Group Sequence Policy Optimization (GSPO)
Introduction
Group Sequence Policy Optimization (GSPO) is a reinforcement learning algorithm proposed by Alibaba's Qwen team for training large language models1. GSPO works as follows:
- Sequence-Level Optimization: Unlike algorithms such as GRPO, GSPO performs importance ratio calculation, reward assignment, and optimization at the sequence level rather than the token level.
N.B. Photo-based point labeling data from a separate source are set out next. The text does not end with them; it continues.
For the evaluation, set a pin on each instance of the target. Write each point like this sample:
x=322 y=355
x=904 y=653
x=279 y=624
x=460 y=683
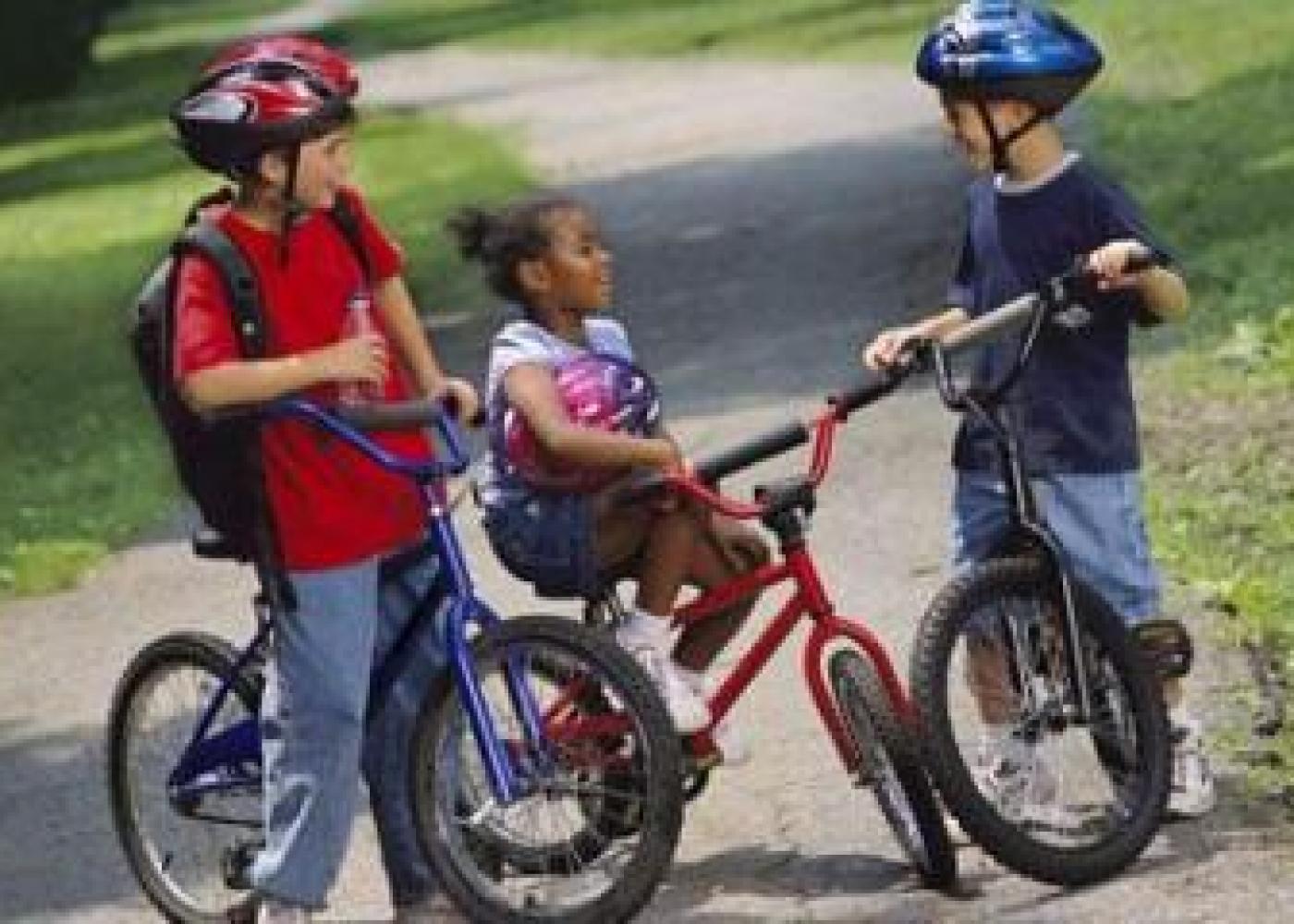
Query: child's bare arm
x=414 y=351
x=361 y=359
x=1164 y=290
x=532 y=391
x=889 y=345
- Group Sampling: For a given problem, the model generates multiple possible solutions, forming a "group" of outputs.
- Reward Assignment: Each solution is evaluated and assigned a reward based on its correctness or quality.
- Baseline Calculation: The average reward of the group serves as the baseline.
- Policy Update: The model updates its parameters by comparing each solution's reward to the group baseline.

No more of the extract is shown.